La recherche sponsorisée donne des résultats qui profitent aux sponsors. Par exemple, sur 76 études sponsorisées menées de mars à octobre 2015, 70 ont fait ce dont les fabricants de produits avaient besoin.

"La plupart des études indépendantes trouvent un lien entre les boissons sucrées et une mauvaise santé, mais celles pour lesquelles les fabricants de sodas ont payé ne le sont pas", écrit Nestlé.

Quoi qu'il en soit, la science nutritionnelle est vivante

La science de la nutrition est vivante
La science de la nutrition est vivante

Les complexités de l'étude de la nutrition créent le sentiment qu'il est généralement irréaliste de découvrir quelque chose de clair sur l'effet de l'alimentation sur la santé. Mais ce n'est pas le cas. Les chercheurs ont utilisé tous ces outils imparfaits pendant des années. Une approche lente et prudente est payante.

Sans ces études, nous n'aurions jamais su qu'un manque de folate pendant la grossesse entraîne le développement de malformations fœtales. Nous ne saurions pas que les gras trans ont un effet négatif sur le cœur. Nous ne saurions pas que le soda en grande quantité augmente le risque de diabète et de stéatose hépatique.

Frank B. Hu Professeur de santé publique et de nutrition, Harvard University

Les chercheurs ont discuté de la façon dont ils déterminent les données auxquelles faire confiance. À leur avis, il est nécessaire d'évaluer toutes les études disponibles sur une question, et non des rapports isolés.

Ils recommandent également de s'intéresser à différents types de recherche portant sur un même sujet: recherche clinique, données d'observation, recherche en laboratoire. Un travail différent avec différentes méthodes d'introduction et différentes, conduisant aux mêmes résultats, est un indicateur objectivement bon qu'il existe un lien entre l'alimentation et les changements dans le corps.

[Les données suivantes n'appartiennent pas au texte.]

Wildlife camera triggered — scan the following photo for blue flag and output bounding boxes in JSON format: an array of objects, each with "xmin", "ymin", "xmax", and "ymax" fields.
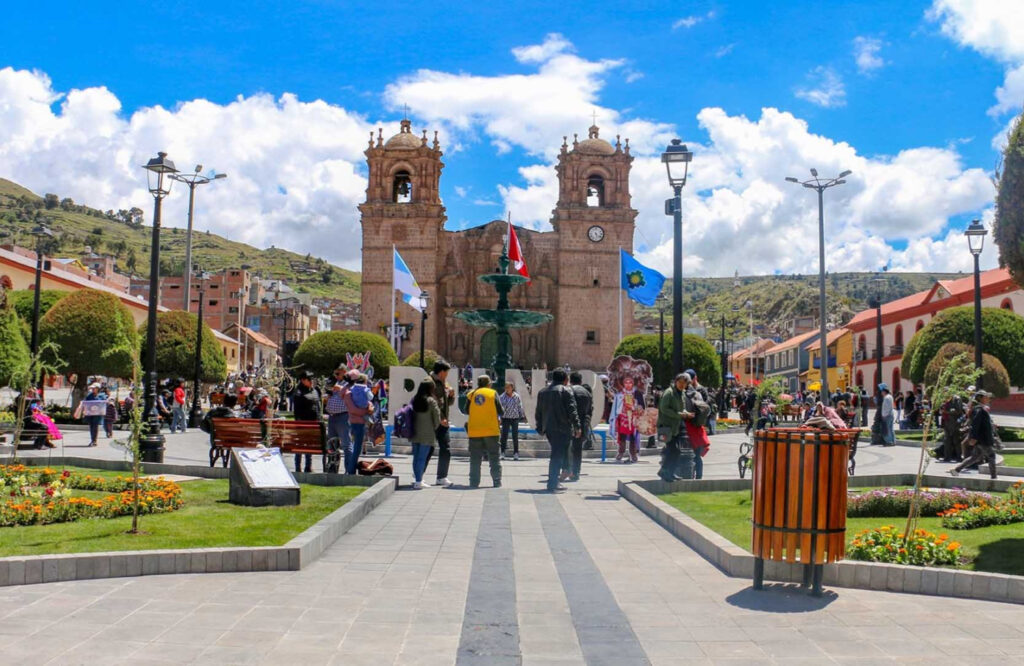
[{"xmin": 618, "ymin": 250, "xmax": 665, "ymax": 307}]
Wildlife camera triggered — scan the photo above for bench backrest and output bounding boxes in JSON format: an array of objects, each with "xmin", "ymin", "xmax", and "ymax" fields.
[{"xmin": 211, "ymin": 418, "xmax": 326, "ymax": 453}]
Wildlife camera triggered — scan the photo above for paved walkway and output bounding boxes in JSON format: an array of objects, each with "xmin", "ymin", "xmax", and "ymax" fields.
[{"xmin": 0, "ymin": 428, "xmax": 1024, "ymax": 666}]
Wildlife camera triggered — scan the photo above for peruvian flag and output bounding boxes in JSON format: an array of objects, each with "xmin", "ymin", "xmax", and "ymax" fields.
[{"xmin": 509, "ymin": 215, "xmax": 529, "ymax": 280}]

Vous devez faire attention à la source de financement de la recherche. Les indépendants sont financés par le gouvernement et des fonds publics et sont plus crédibles, en partie parce que le plan de recherche comporte moins de contraintes.

Les bons chercheurs ne disent jamais avoir trouvé un superaliment, ne leur conseillent jamais de sauter un aliment en particulier, ne font jamais d'affirmations audacieuses sur les effets de la consommation d'un fruit ou d'un type de viande en particulier, et se limitent à suggérer qu'un régime particulier pourrait être bénéfique..

Ces conseils reflètent le consensus général des chercheurs qui ont récemment discuté des questions de nutrition et de santé. Voici les conclusions de leur rencontre:

Une alimentation saine se compose de beaucoup de légumes, de fruits, de grains entiers, de fruits de mer, de légumineuses, de noix et d'une faible teneur en matières grasses; vous devez également être modéré dans votre consommation d'alcool, de viande rouge et de viandes transformées. Et il y a aussi moins de sucre et de céréales transformées. Vous n'avez pas besoin de supprimer complètement un groupe alimentaire ou de suivre un régime strict pour obtenir les meilleurs résultats. Vous pouvez combiner les aliments de plusieurs façons pour créer une alimentation équilibrée. Le régime alimentaire doit tenir compte des besoins individuels, des préférences et des traditions culturelles.

Les affirmations selon lesquelles le chou ou le gluten, par exemple, tuent l'humanité ne sont pas la voix de la science. Parce que, comme nous l'avons compris, la science ne peut tout simplement pas prouver quelque chose comme ça.